De wrakingskamer is van oordeel dat er geen beletsel bestaat dat de eerste wrakingskamer, bestaande uit mr. Van Dooren, mr. Van Baal en mr. Kleijkers zich een oordeel vormt over het wrakingsverzoek betreffende mr. Bruijnzeels.
Artikel 8:18, vierde lid, van de Awb geeft de wrakingskamer de bevoegdheid om in geval van misbruik te bepalen dat een volgend verzoek tot wraking niet in behandeling wordt genomen.

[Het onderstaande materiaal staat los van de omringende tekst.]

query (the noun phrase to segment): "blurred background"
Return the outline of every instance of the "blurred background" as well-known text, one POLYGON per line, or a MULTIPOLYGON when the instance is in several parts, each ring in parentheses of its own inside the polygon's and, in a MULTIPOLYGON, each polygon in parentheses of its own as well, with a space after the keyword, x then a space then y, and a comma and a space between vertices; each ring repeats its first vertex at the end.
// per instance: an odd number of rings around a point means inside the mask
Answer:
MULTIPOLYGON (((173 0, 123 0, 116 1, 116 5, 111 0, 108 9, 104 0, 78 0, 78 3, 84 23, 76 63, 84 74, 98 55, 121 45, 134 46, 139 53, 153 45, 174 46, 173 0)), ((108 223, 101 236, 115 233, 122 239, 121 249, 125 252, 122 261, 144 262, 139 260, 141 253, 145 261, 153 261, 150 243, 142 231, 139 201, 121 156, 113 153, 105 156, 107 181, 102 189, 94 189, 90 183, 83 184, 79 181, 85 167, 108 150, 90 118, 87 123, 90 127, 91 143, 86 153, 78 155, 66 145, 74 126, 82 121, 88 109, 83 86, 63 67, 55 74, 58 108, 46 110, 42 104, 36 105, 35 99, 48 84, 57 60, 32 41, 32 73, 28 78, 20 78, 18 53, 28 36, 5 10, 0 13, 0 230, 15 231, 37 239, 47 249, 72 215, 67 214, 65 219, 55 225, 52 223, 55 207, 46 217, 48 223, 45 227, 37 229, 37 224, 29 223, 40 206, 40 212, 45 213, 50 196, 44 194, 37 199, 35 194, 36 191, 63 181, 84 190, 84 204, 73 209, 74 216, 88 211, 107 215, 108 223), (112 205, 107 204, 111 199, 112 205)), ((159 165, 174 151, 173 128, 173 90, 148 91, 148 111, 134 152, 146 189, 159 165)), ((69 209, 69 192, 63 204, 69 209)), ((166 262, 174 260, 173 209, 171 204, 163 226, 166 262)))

De wrakingskamer is van oordeel dat verzoeker, door het indienen van een opvolgend wrakingsverzoek, dat gebaseerd is op gronden die in strijd komen met de opzet van de wrakingsprocedure en zonder de behandeling van en de beslissing op dat verzoek af te wachten, misbruik maakt van de bevoegdheid tot wraking. De wrakingskamer zal daarom bepalen dat een volgend verzoek tot wraking op de hier bedoelde gronden niet in behandeling wordt genomen.

3.De beslissing

De wrakingskamer:
- wijst af het verzoek tot wraking van 27 september 2013 van mr. Van Dooren,
mr. Van Baal en mr. Kleijkers;
- bepaalt dat de procedure ter behandeling van het verzoek tot wraking van mr. Bruijnzeels wordt voortgezet ten overstaan van de eerste wrakingskamer, in de stand waarin deze zich bevond ten tijde van het indienen van het verzoek tot wraking van 27 september 2013;
- bepaalt dat een volgend verzoek tot wraking, gedaan op dezelfde of vergelijkbare gronden als in het onderhavige verzoek, niet in behandeling wordt genomen.
Aldus gewezen door mr. W.J.J. Beurskens, voorzitter, en mr. F.A.G.M. Vluggen en
mr. F.L.G. Geisel leden, bijgestaan door mr. M.J.W.D. Janssen, griffier. De beslissing is in het openbaar uitgesproken op 29 oktober 2013.